The primary outcomes were influenza and pneumonia GP diagnoses, hospitalisations and deaths. Hospitalisations and deaths were captured with ICD-10-codes (influenza: J09–J11 and pneumonia: J12–J18). Primary care events were captured using SNOMED-CT codes which were mapped to the corresponding ICD-10 codes and verified by a trained clinical reviewer (CM) (SNOMED-CT codes available in Supplementary File 1). As some influenza SNOMED-CT codes are non-specific (i.e. ‘influenza or common cold’), influenza-like-illness GP diagnoses may also be captured. Any GP diagnoses coded in the individual's primary care record were captured, which may have occurred during or outside of a GP consultation, including information shared from secondary care visits.
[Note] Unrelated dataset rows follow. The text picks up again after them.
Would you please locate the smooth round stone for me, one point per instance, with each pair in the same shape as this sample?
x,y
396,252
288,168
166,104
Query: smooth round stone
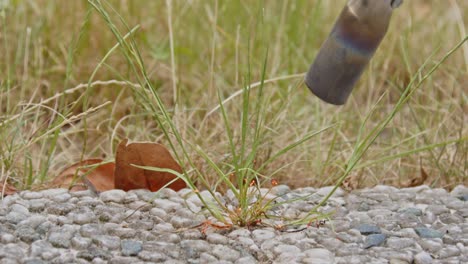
x,y
223,252
318,255
459,190
158,212
166,205
7,238
350,249
38,205
407,220
92,253
61,198
50,193
215,238
208,258
374,240
292,238
448,218
263,234
80,242
246,260
352,236
181,222
193,248
395,255
411,210
27,234
280,190
242,232
431,245
425,232
60,208
359,218
89,230
61,237
243,241
449,251
164,227
339,225
28,195
280,249
437,209
131,247
400,243
123,232
367,229
380,213
115,196
83,216
107,242
326,190
130,197
406,232
423,258
15,217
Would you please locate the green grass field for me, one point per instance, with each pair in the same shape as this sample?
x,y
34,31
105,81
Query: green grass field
x,y
68,91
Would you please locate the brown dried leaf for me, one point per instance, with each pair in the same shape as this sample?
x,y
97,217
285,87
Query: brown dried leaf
x,y
6,189
79,176
128,177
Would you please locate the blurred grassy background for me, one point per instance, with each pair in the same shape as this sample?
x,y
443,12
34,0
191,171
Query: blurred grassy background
x,y
48,47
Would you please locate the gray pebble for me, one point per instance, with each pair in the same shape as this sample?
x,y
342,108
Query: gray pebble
x,y
60,197
131,247
367,229
106,241
89,230
152,256
27,234
290,249
318,255
260,235
224,252
115,196
61,237
449,251
80,242
425,232
374,240
193,248
93,252
423,258
60,208
215,238
400,243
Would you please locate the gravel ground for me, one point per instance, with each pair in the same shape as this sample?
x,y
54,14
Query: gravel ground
x,y
378,225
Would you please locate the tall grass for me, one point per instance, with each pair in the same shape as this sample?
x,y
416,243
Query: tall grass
x,y
220,83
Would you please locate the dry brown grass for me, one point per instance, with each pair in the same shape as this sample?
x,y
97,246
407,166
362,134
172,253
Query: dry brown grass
x,y
48,47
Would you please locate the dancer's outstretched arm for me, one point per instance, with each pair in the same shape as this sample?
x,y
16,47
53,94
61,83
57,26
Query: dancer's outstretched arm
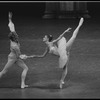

Only hospitalisations for ≥1 night were included. To increase the specificity of case ascertainment for hospitalisations, only primary discharge diagnoses (i.e. the main reason for hospitalisation) resulting in hospitalisation were included. Only the underlying cause of death was included. Events were stratified by age (18–34; 35–49; 50–64; 65–74; ≥ 75 years) and clinical risk conditions. Only first events occurring in each participant each season were captured, and the cohorts were re-defined at the beginning of every season. The total number of incident outcome events experienced by the study population was summed for each season.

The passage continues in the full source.